SVMs are based on the idea of finding a hyperplane which separates the data. Hyperplane is a general term for a __line__ in 2-D space or a __plane__ in 3-D space

In [None]:
svmc = SVC(probability = True)
# Training the Model
svmc.fit(X_train, y_train)
# Training Report
print(classification_report(y_train, svmc.predict(X_train), target_names = class_names))

## 1. Confusion Matrix

In [None]:
cm_Heatmap(y_test, svmc.predict(X_test), class_names)

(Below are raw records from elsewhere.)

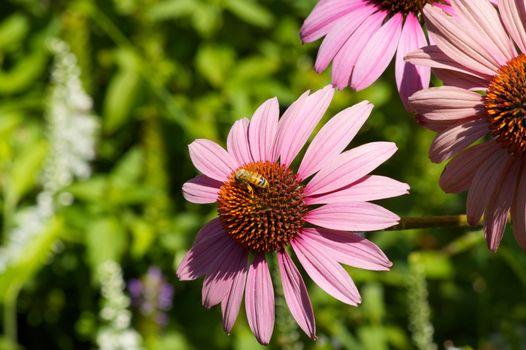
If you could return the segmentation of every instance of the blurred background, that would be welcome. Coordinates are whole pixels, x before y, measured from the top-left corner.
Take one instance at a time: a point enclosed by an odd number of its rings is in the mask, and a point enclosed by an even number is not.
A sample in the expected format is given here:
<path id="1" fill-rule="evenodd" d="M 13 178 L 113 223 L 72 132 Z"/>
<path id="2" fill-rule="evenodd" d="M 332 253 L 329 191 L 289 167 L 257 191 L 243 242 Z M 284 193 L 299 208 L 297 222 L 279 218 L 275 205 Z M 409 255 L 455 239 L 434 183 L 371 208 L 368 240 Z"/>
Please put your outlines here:
<path id="1" fill-rule="evenodd" d="M 174 271 L 213 205 L 184 201 L 195 138 L 225 144 L 233 121 L 277 96 L 282 111 L 330 83 L 299 28 L 315 0 L 3 0 L 0 3 L 0 349 L 257 349 L 231 335 Z M 352 142 L 396 142 L 377 174 L 411 194 L 401 216 L 460 214 L 438 186 L 433 134 L 399 101 L 392 67 L 337 92 L 325 121 L 367 99 Z M 476 229 L 369 234 L 394 267 L 349 268 L 363 304 L 307 278 L 319 340 L 283 300 L 270 349 L 526 349 L 526 255 Z"/>

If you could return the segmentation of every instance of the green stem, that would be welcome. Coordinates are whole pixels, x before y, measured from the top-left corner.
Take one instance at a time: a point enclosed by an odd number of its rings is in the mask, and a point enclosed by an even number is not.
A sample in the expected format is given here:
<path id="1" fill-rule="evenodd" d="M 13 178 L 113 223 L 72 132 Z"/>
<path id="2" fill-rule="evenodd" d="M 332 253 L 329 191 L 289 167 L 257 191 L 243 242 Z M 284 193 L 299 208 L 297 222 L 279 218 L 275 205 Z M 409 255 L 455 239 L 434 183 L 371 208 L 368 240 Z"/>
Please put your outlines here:
<path id="1" fill-rule="evenodd" d="M 419 350 L 437 350 L 433 342 L 431 307 L 428 301 L 426 272 L 418 253 L 409 256 L 407 279 L 407 301 L 409 307 L 409 329 L 413 342 Z"/>
<path id="2" fill-rule="evenodd" d="M 285 301 L 278 266 L 275 264 L 271 266 L 270 272 L 276 293 L 276 328 L 279 332 L 276 345 L 282 350 L 303 349 L 304 345 L 300 339 L 297 323 L 292 318 Z"/>
<path id="3" fill-rule="evenodd" d="M 9 162 L 8 165 L 3 169 L 9 169 L 9 171 L 5 171 L 4 176 L 0 179 L 2 182 L 2 195 L 4 197 L 4 205 L 2 208 L 2 236 L 4 242 L 7 242 L 9 238 L 9 231 L 11 230 L 12 220 L 14 218 L 17 203 L 17 198 L 15 196 L 15 193 L 13 192 L 13 187 L 11 186 L 11 178 L 8 175 L 6 175 L 11 173 L 10 168 L 11 163 Z M 16 304 L 19 291 L 20 287 L 16 283 L 14 285 L 11 285 L 6 292 L 6 299 L 4 303 L 4 336 L 8 342 L 8 346 L 10 349 L 16 349 L 18 344 Z"/>
<path id="4" fill-rule="evenodd" d="M 4 187 L 4 207 L 3 207 L 3 233 L 4 240 L 7 240 L 9 229 L 11 227 L 11 220 L 14 213 L 14 199 L 12 192 Z M 10 349 L 16 349 L 17 342 L 17 299 L 18 299 L 17 287 L 12 287 L 7 293 L 6 300 L 4 303 L 4 336 L 7 340 Z"/>
<path id="5" fill-rule="evenodd" d="M 413 230 L 421 228 L 437 227 L 473 227 L 468 224 L 466 215 L 443 215 L 443 216 L 406 216 L 400 218 L 398 225 L 392 226 L 386 231 Z"/>
<path id="6" fill-rule="evenodd" d="M 10 181 L 11 179 L 5 174 L 9 173 L 5 171 L 4 176 L 2 177 L 2 195 L 4 197 L 4 205 L 2 208 L 2 236 L 4 242 L 6 242 L 8 239 L 9 230 L 11 229 L 11 224 L 16 209 L 16 198 L 12 190 Z"/>
<path id="7" fill-rule="evenodd" d="M 17 348 L 17 300 L 20 288 L 13 286 L 7 293 L 4 304 L 4 335 L 10 349 Z"/>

## 2. Classification Report

In [None]:
print(classification_report(y_test, svmc.predict(X_test), target_names = class_names))

## 3. AUC-ROC Curve

In [None]:
AUC_ROC(svmc, X_train, X_test, y_train, y_test)

## 4. Results (on Test data)

- __Sensitivity__: $100\%$
- __Specificity__: $90\%$
- __AUC ROC__: $0.971$

# Conclusion

| Model Name               | Sensitivity | Specificity | AUC ROC |
| ------------------------ | ----------- | ----------- | ------- |
| Logistic Regression      | $77\%$      | $98\%$      | $0.973$ |
| k-Nearest Neighbors      | $93\%$      | $92\%$      | $0.973$ |
| Decision Tree Classifier | $87\%$      | $92\%$      | $0.918$ |
| Random Forest Classifier | $97\%$      | $92\%$      | $0.972$ |
| Naive Bayes              | $100\%$     | $90\%$      | $0.985$ |
| Support Vector Machines  | $100\%$     | $90\%$      | $0.971$ |

- It seems that Naive Bayes classifier is the optimum model for this dataset, with the highest AUC ROC value.
- When detection of Not-Purchased is more important, the Logistic Regression is the best, with the highest Specificity.